Fernando Pessoa, Estetica dell’indifferenza

Estetica dell’indifferenza
di Fernando Pessoa

Quello che il sognatore deve cercare di sentire di fronte a ogni cosa è la nitida indifferenza che essa, in quanto cosa, gli causa.
Essere capaci di distillare, con un istinto immediato, da ogni oggetto o avvenimento ciò che esso può avere di sognabile, lasciando morto nel Mondo Esteriore tutto quanto esso ha di reale: ecco che cosa l’uomo saggio deve cercare di realizzare.
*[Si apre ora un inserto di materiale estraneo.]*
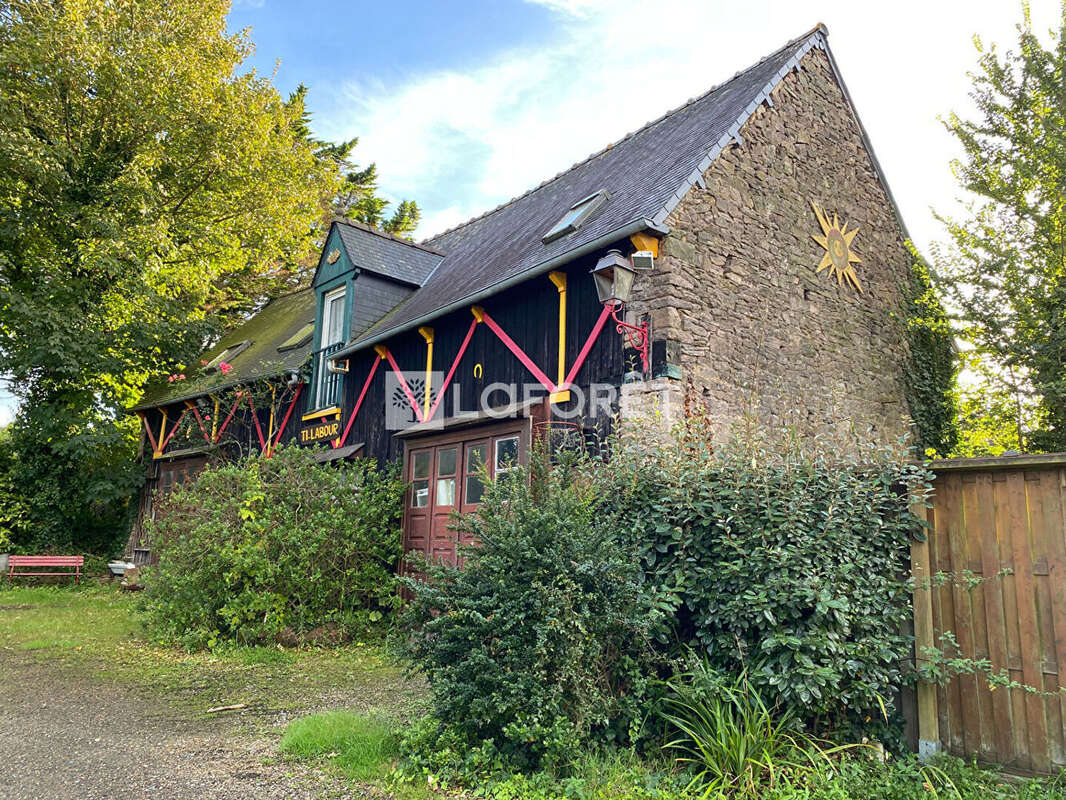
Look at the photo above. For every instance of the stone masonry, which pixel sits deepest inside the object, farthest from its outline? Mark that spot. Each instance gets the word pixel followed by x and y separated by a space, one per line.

Non vivere mai i propri sentimenti con sincerità ed esaltare il proprio pallido trionfo fino a poter guardare con indifferenza le proprie ambizioni, le proprie ansie e i propri desideri; sfiorare le proprie allegrie e le proprie angosce come chi sfiora una persona che non gli interessa…
Il più grande dominio di noi stessi consiste nell’indifferenza verso noi stessi, il considerarci, anima e corpo, come la casa e il parco dove il Destino ha voluto farci passare la vita.
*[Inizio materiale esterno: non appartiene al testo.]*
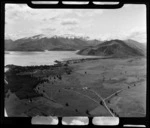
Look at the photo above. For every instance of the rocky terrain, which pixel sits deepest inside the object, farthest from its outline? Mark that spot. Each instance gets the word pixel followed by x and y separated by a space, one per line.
pixel 116 48
pixel 41 43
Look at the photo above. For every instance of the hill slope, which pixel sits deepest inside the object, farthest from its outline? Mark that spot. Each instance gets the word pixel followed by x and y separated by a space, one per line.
pixel 115 48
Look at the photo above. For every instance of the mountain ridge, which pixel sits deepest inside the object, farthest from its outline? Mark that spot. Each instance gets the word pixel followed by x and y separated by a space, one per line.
pixel 115 48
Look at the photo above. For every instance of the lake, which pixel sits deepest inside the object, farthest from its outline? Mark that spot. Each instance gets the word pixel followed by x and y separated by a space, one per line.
pixel 40 58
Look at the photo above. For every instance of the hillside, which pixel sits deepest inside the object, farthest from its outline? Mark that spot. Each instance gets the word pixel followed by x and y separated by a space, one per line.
pixel 41 43
pixel 115 48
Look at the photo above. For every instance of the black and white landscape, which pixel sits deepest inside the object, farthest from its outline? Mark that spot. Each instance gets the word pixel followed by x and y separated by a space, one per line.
pixel 74 62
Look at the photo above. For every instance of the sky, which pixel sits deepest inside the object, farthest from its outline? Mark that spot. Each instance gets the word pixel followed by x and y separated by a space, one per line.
pixel 128 22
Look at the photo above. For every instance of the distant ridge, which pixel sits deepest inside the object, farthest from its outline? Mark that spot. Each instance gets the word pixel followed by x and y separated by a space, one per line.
pixel 116 48
pixel 42 43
Trattare i nostri sogni e i nostri desideri più segreti in modo altero, en grand seigneur, porre un’intima delicatezza nel non averne cura. Avere il pudore di noi stessi; capire che in nostra presenza non siamo soli, che siamo testimoni di noi stessi, e che perciò è importante agire al cospetto di noi stessi come al cospetto di un estraneo, con una condotta esteriore studiata e serena, indifferente perché aristocratica, e fredda perché indifferente.
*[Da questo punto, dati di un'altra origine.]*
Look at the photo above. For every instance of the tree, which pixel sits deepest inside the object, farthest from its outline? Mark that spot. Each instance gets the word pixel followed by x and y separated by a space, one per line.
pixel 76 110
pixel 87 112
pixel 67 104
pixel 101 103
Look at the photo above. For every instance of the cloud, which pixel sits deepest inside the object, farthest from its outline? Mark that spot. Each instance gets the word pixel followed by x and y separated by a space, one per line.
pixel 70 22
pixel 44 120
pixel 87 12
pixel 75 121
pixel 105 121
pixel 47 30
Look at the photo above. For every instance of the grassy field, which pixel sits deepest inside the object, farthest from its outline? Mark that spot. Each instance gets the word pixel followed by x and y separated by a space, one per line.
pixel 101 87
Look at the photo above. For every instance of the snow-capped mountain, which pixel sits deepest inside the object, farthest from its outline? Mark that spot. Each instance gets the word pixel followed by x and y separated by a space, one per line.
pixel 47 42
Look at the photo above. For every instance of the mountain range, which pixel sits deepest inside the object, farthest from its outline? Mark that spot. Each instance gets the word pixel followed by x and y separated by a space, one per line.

Per non degradarci ai nostri stessi occhi è sufficiente abituarsi a non avere ambizioni, passioni e desideri, né speranza, né impulsi, né inquietudine. Per conseguirlo, per poter essere a nostro agio, dobbiamo ricordarci sempre che siamo costantemente alla presenza di noi stessi, che non siamo mai soli. E in tal modo domineremo le passioni e le ambizioni poiché passioni e ambizioni significano esporre noi stessi; non avremo desideri né speranze poiché desideri e speranze sono gesti bassi e privi di eleganza; né avremo impulsi e inquietudini poiché la precipitazione è una forma di indelicatezza nei confronti degli altri, e l’impazienza è sempre grossolanità.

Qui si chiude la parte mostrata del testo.